The SC900/9015 Series Surgical Display Controller enables SC9000/9015 monitoring to be displayed on a Siemens 15 inch Remote Display or on a standard video display.

The provided text is a 510(k) summary for the Siemens SC9000/SC9015 Series Surgical Display Controller. This document aims to demonstrate substantial equivalence to a predicate device, rather than proving the device meets specific performance criteria through a study.

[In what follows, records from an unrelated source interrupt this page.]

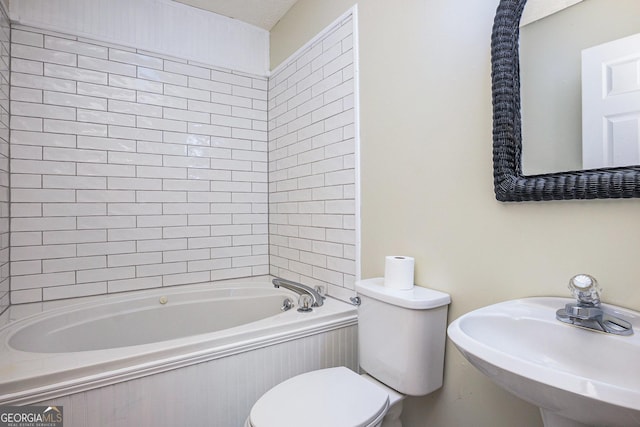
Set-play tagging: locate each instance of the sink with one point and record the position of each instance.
(578, 377)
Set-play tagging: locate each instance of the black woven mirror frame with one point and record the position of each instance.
(509, 183)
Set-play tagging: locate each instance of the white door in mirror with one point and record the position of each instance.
(611, 104)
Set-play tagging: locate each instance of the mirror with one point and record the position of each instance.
(510, 184)
(550, 77)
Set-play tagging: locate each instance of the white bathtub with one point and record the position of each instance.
(189, 355)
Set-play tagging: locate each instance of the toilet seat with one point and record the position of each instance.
(336, 397)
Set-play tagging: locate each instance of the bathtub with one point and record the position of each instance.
(189, 355)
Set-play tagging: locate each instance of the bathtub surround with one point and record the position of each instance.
(4, 159)
(313, 161)
(134, 170)
(131, 170)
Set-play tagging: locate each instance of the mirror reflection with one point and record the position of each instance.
(551, 84)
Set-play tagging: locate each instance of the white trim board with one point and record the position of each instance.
(538, 9)
(159, 26)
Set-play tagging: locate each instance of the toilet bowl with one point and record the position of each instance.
(401, 341)
(327, 397)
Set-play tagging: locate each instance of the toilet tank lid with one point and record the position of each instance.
(417, 298)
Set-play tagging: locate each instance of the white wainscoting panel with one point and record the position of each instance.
(220, 392)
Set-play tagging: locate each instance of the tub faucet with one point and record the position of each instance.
(587, 311)
(300, 289)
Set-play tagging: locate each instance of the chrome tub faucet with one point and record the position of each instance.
(316, 298)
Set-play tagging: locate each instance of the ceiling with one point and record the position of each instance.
(261, 13)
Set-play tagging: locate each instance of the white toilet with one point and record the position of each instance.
(401, 339)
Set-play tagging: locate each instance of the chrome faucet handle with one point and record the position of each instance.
(587, 312)
(585, 289)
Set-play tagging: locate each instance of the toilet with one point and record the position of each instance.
(401, 340)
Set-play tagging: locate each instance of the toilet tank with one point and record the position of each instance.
(401, 336)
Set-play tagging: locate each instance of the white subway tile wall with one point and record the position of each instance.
(4, 160)
(129, 170)
(312, 161)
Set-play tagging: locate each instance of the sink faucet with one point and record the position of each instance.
(587, 312)
(300, 289)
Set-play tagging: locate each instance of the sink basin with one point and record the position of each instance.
(577, 377)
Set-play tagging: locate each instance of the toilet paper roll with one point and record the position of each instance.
(398, 272)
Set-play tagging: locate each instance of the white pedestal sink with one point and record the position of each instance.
(577, 377)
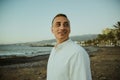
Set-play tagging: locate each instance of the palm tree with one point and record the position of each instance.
(117, 31)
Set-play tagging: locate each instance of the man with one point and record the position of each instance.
(67, 61)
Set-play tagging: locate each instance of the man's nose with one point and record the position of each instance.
(62, 27)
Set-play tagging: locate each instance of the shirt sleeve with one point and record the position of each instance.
(79, 66)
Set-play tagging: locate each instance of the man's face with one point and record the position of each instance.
(61, 28)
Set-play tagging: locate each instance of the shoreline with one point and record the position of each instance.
(105, 65)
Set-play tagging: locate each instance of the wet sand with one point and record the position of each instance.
(105, 65)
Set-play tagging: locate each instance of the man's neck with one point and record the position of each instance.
(61, 41)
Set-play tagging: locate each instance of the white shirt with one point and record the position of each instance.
(68, 61)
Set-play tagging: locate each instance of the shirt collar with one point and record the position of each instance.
(62, 44)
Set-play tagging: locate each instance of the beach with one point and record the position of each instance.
(105, 65)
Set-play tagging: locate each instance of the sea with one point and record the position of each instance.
(9, 51)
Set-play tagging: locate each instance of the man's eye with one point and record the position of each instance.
(66, 24)
(58, 24)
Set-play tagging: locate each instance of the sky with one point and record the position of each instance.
(30, 20)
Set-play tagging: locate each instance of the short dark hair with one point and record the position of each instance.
(58, 15)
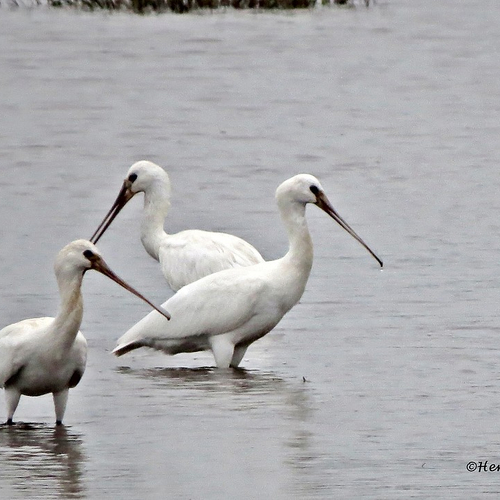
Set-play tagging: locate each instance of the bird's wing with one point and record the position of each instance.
(14, 345)
(216, 304)
(190, 255)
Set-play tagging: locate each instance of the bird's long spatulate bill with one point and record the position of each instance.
(325, 205)
(121, 200)
(102, 267)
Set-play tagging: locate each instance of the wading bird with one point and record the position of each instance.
(42, 355)
(225, 312)
(188, 255)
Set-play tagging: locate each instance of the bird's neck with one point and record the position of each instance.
(70, 314)
(156, 205)
(300, 252)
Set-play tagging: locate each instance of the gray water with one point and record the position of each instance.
(378, 384)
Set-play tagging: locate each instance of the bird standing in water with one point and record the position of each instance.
(225, 312)
(186, 256)
(48, 355)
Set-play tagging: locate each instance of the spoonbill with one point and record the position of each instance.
(225, 312)
(42, 355)
(188, 255)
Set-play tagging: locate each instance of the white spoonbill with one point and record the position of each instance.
(188, 255)
(225, 312)
(42, 355)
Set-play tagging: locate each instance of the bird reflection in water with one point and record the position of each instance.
(38, 461)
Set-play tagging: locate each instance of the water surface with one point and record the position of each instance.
(379, 384)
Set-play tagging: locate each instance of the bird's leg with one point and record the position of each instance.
(222, 349)
(239, 352)
(60, 400)
(12, 397)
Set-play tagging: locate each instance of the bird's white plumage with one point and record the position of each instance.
(227, 311)
(186, 256)
(48, 355)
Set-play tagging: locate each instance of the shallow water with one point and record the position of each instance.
(379, 384)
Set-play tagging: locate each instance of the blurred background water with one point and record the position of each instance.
(379, 384)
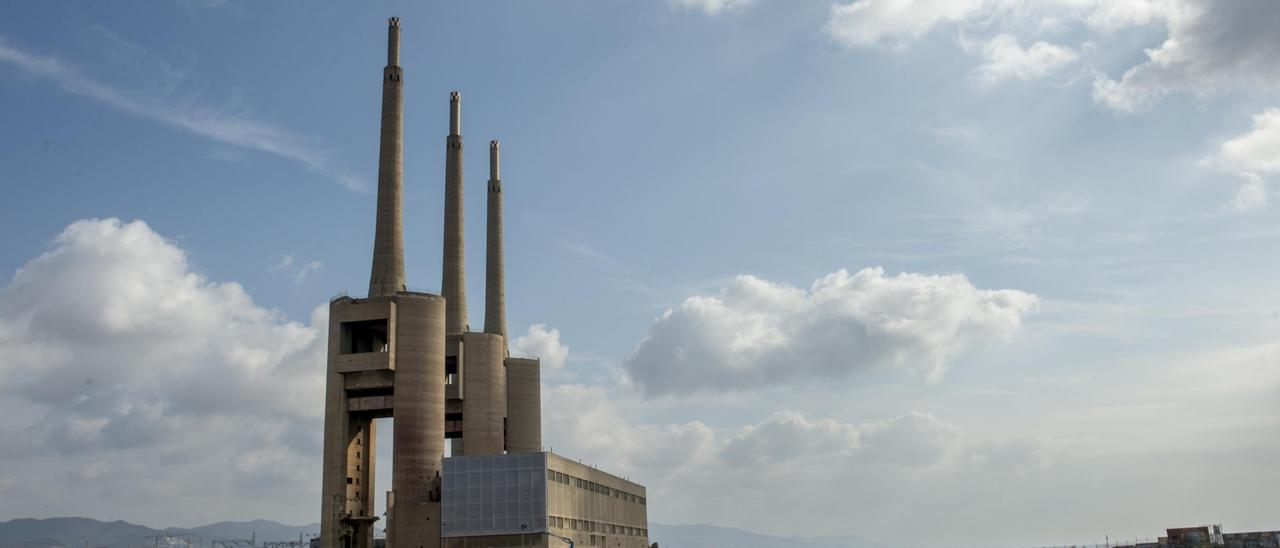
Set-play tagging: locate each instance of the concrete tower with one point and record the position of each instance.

Therefore, the input does not contain the information required to answer the questions about acceptance criteria and a study proving those criteria are met. The device is a "Medical Cathode-Ray Tube Display," and its submission to the FDA is based on substantial equivalence to an existing device (Siemens SC9000/9015 Series SC9015 Display), meaning extensive performance studies as requested are typically not required, especially for a display unit.

Here's a breakdown of why the requested information is not available in the provided text:

• Acceptance Criteria and Reported Device Performance: This device is a display controller. The primary performance criterion would be its ability to accurately display information from the bedside monitor. This is handled by a claim of "substantial equivalence" rather than a detailed performance study with specific metrics.
• Sample Size, Ground Truth, Adjudication, MRMC studies, Standalone performance, Training set details: These are all elements typically involved in performance studies for diagnostic or analytical devices (e.g., AI algorithms, new sensors). A display controller's evaluation focuses on its technical specifications (e.g., resolution, refresh rate, compatibility) and safety, which are generally demonstrated through engineering and compatibility testing, not clinical studies with patients/experts/ground truth as described in your questions.
• The document explicitly states: "Assessment of clinical performance data for equivalence: Not applicable; device is substantially equivalent to predicate device."

In summary, the provided 510(k) summary is not designed to present a performance study with the types of details requested. It relies on demonstrating that the new device is essentially the same as a previously cleared device.